Au fond… je suis une noble, moi aussi. Anais esquissa un sourire mêlant soulagement et désespoir.
Lorsqu’elle ouvrit les yeux, une sensation indescriptible de sécurité l’envahit en découvrant son mari assis dans un fauteuil. Pour elle, Garcia incarnait son présent et son avenir, tout ce qu’elle chérissait et voulait protéger. Son gardien, son compagnon, le chef de sa famille, son époux. La valeur de tout cela dépassait même l’amour.
— Chéri.
Lorsqu’elle murmura doucement, l’homme, qui était en train de regarder des documents, fronça légèrement les sourcils, leva les yeux et fixa Ana. Lorsqu’il arrêta ce qu’il faisait et s’assit près du lit, les yeux d’Ana se posèrent sur les piles de documents que le majordome avait dû apporter.

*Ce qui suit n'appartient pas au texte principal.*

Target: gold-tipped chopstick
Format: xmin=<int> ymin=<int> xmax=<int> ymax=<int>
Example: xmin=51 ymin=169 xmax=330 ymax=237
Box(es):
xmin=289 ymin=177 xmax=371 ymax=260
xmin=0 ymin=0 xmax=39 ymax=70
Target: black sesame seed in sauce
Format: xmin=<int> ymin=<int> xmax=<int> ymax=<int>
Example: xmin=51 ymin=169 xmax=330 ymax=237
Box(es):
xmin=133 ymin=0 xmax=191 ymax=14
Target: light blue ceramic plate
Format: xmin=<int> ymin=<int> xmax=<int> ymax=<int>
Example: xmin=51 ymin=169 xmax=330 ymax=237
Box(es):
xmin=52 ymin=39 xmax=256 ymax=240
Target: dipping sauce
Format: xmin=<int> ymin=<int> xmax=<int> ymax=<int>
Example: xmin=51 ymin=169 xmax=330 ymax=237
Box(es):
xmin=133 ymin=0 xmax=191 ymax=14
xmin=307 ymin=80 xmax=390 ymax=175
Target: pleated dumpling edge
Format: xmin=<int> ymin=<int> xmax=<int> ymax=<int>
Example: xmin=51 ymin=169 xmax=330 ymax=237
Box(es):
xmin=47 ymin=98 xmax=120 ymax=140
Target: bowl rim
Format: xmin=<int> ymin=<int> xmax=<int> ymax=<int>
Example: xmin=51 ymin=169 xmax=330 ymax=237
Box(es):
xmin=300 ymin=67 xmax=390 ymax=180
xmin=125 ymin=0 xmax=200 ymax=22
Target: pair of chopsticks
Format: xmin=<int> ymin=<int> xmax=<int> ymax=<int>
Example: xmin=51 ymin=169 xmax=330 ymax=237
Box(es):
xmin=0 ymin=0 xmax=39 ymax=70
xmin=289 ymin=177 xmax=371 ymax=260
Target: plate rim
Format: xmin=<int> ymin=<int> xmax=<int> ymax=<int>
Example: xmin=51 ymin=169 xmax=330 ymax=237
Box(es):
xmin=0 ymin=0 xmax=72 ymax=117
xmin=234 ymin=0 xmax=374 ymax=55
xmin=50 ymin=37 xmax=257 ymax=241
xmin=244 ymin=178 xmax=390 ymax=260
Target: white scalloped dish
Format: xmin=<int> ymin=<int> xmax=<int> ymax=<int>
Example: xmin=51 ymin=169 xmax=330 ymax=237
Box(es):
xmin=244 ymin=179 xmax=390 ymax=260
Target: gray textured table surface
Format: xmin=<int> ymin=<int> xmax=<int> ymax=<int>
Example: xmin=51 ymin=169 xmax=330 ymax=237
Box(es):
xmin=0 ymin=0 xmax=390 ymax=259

Pourquoi des choses qui ne devraient être trouvées qu’au bureau se trouvent-elles ici ? Du regard préoccupé dans ses yeux, elle comprit immédiatement pourquoi ils étaient là.
Bien qu’extrêmement occupé, son mari attentionné avait choisi de rester auprès d’elle, apportant ses documents pour travailler tout en la veillant dans son sommeil. Habituée à ses délicates attentions, Anais ne put s’empêcher d’être touchée une fois de plus.
— Ce doit être contraignant de ne pas le faire dans votre bureau.
— J’ai entendu dire que vous vous sentiez plus mal que ce matin.
Bien qu’elle ait demandé aux domestiques de garder le silence, la nouvelle s’était manifestement répandue. Après tout, sous ce même toit, l’influence de Garcia sur la maisonnée et la famille était telle que même Anais, maîtresse des lieux, devait parfois s’incliner devant son autorité.